Un momento decisivo per l’Europa
Nei suoi primi 100 giorni alla Casa Bianca, il presidente degli Stati Uniti d’America Donald J. Trump è riuscito a suscitare il caos, sui mercati e non solo. Tanto da attirarsi critiche talvolta feroci. Tra queste, ne spicca una: quella, cioè, di aver creato, con i dazi, le condizioni affinché i mercati globali trattino gli USA come un mercato emergente problematico.
L’ipotesi ha fatto discutere in parte per il suo contenuto, in parte per la fonte autorevole da cui proviene: a pronunciarla, in un tweet più ampio, è stato infatti Lawrence H. Summers, celebre economista statunitense ed ex segretario al Tesoro della presidenza Clinton.
“Gli sviluppi delle ultime 24 ore suggeriscono che potremmo essere diretti verso una grave crisi finanziaria, interamente provocata dalla politica tariffaria del governo statunitense. I tassi d’interesse a lungo termine stanno salendo, nonostante il mercato azionario si muova bruscamente al ribasso. Questo andamento insolito suggerisce un’avversione generalizzata verso gli asset statunitensi sui mercati finanziari globali. Siamo trattati dai mercati finanziari globali come un mercato emergente problematico.”
Larry Summers, 9 aprile 2025
Va detto, per completezza, che Summers è stato anche il principale fautore dell’entrata della Cina nel WTO (l’Organizzazione del Commercio Internazionale), 25 anni fa. Una mossa che allora fu accolta come una grande apertura commerciale e di integrazione sociopolitica, ma che con il tempo, anche a causa di una difficile gestione, si è rivelata un’iniziativa produttrice di diseguaglianze numeriche e strutturali.
Il commercio internazionale da Summers a Trump
L’idea di Summers era quella di creare un continente immaginario – che gli economisti avrebbero poi chiamato “ChinAmerica” – con le due potenze vincolate da un contratto commerciale non scritto che le rendeva in sostanza un’unica società: la Cina produceva, gli USA consumavano, il tutto finanziato da Pechino attraverso l’acquisto di gran parte del debito statunitense (sotto forma di T-bond). Un progetto chiaro, potenzialmente profittevole, che però è deragliato con i dazi di Trump, fino a quella che oggi viene definita una “guerra commerciale” tra Cina e Stati Uniti.

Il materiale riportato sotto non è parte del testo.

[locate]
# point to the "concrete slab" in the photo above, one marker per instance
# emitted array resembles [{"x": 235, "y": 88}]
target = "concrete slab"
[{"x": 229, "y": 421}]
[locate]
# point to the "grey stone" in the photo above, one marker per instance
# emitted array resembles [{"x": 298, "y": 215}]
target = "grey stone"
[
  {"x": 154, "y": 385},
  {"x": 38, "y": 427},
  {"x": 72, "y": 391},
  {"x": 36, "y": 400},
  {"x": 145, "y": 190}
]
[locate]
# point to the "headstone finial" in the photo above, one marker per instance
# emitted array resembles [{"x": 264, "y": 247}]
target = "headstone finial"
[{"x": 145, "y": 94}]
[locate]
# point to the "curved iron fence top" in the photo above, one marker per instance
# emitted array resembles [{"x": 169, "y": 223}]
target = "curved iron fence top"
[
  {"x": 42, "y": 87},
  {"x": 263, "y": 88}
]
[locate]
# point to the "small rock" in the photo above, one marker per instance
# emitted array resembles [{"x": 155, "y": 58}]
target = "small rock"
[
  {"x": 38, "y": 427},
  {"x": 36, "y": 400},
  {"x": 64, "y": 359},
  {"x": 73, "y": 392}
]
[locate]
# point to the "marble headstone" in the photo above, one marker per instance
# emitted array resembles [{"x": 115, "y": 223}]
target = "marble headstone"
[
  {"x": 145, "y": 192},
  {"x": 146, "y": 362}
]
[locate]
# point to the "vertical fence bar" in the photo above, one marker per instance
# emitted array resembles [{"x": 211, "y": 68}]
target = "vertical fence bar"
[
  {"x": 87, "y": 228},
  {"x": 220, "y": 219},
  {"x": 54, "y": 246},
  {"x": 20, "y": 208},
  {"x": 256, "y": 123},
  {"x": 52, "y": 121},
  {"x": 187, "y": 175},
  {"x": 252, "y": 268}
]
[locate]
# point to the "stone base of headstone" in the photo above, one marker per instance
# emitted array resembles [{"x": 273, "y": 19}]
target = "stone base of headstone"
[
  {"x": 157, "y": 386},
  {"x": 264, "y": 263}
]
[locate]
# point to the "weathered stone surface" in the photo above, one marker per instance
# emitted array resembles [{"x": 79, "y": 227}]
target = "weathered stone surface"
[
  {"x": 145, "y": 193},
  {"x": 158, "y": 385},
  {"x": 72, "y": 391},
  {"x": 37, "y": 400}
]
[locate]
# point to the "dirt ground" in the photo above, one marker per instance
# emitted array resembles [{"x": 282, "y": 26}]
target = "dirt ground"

Perché Trump ha fatto saltare gli accordi creati a suo tempo da Summers? Sebbene i modi siano sicuramente discutibili, potrebbe esistere una certa razionalità nell’apparente “follia” della nuova amministrazione statunitense. Per capirla, bisogna guardare alla situazione degli USA: se alla fine della presidenza Clinton gli Stati Uniti si trovavano in una situazione di surplus di bilancio, oggi il Paese è alle prese con un debito pubblico di ben 38 trilioni di dollari e con titoli di Stato da rinegoziare nei prossimi quattro anni (11 trilioni solo nel 2025).1
Gli obiettivi dell’amministrazione Trump
Il presidente Trump vuole ridurre questo enorme debito, e lo vuole fare frenando il consumatore statunitense, che con le sue spese folli continua a finanziare la Cina. Al tempo stesso, cerca di tenere i tassi bassi (per avere meno spesa su interessi e rifinanziare al meglio i titoli di Stato) e attrarre capitali. Su quest’ultimo punto grava uno dei maggiori problemi, perché la Cina minaccia di vendere i suoi T-bond e il Giappone, che è uno dei più importanti sottoscrittori di debito USA, tentenna.
Ma davvero il rischio paventato da Summers – un “mercato USA trattato come mercato Emergente” – può diventare realtà? Non è così semplice. In un mondo globalizzato, le difficoltà di un Paese potente come gli USA si riverserebbero su tutto il mondo, e questo non conviene a nessuno. Inoltre, anche se il pensiero comune ritiene che sia la Cina il più grande detentore di debito USA, in realtà oggi il più grande compratore di T-bond è l’Europa.
L’Europa può fare da ago della bilancia
Questo ci dice una cosa molto importante: il Vecchio Continente ha l’opportunità di essere l’ago della bilancia, sia per migliorare le sue condizioni di interscambio con gli USA, sia per porsi come mediatore con la Cina. L’Europa, insomma, ha l’occasione di diventare adulta.